By default, Gauche assumes a Scheme program is written in utf-8. If you need to write a source other than utf-8, however, you can add the following “magic comment” near the beginning of the source code:
When Gauche finds a comment something like the following within
the first two lines of the program source, it assumes the rest of
the source code is written in <encoding-name>
, and does
the appropriate character encoding conversion to read the source code:
;; coding: <encoding-name>
More precisely, a comment in either first or second line that matches
a regular expression #/coding[:=]\s*([\w.-]+)/
is recognized,
and the first submatch is taken as an encoding name.
If there are multiple matches, only the first one is effective.
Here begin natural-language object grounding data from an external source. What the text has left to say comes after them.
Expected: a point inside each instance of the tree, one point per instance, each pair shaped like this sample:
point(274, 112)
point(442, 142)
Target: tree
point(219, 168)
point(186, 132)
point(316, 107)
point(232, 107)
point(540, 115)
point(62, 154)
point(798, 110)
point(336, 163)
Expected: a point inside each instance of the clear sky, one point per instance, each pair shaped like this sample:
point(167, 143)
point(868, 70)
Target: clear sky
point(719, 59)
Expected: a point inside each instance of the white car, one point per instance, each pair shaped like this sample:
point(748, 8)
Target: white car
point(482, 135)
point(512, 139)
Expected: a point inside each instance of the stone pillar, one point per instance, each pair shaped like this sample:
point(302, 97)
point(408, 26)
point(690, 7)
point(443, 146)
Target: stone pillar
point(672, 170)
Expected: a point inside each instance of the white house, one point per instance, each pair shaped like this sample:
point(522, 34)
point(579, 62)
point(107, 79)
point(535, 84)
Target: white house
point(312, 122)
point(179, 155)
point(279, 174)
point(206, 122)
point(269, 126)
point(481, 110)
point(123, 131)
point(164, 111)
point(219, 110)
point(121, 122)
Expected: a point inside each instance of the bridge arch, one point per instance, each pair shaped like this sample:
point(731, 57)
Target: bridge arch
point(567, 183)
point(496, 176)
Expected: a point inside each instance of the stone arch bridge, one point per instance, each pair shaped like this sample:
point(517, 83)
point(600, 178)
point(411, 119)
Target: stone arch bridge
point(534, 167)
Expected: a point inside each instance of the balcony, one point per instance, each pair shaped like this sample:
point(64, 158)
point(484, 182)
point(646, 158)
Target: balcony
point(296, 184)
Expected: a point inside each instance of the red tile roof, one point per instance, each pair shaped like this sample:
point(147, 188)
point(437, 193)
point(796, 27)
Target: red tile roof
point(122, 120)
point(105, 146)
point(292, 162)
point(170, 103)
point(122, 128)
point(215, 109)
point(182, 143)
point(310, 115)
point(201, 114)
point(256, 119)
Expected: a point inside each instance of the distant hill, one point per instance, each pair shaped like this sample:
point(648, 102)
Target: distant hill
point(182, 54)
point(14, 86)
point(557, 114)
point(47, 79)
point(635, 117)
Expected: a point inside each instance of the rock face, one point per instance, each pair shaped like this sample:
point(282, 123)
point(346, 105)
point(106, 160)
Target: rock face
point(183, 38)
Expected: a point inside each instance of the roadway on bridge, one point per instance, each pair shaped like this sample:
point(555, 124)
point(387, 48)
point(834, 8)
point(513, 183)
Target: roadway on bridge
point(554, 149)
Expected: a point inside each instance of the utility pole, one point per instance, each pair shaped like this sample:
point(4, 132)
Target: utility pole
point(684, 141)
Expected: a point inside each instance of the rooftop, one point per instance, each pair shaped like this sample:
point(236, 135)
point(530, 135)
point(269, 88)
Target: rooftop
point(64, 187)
The first two lines must not contain characters other than us-ascii
in order for this mechanism to work.
The following example tells Gauche that the script is written
in EUC-JP encoding. Note that the string "-*-
" around the coding
would be recognized by Emacs to select the buffer’s encoding
appropriately.
#!/usr/bin/gosh ;; -*- coding: euc-jp -*- ... script written in euc-jp ...
Internally, the handling of this magic comment is done by a special type of port. See Coding-aware ports for the details. See also Loading Scheme file for how to disable this feature.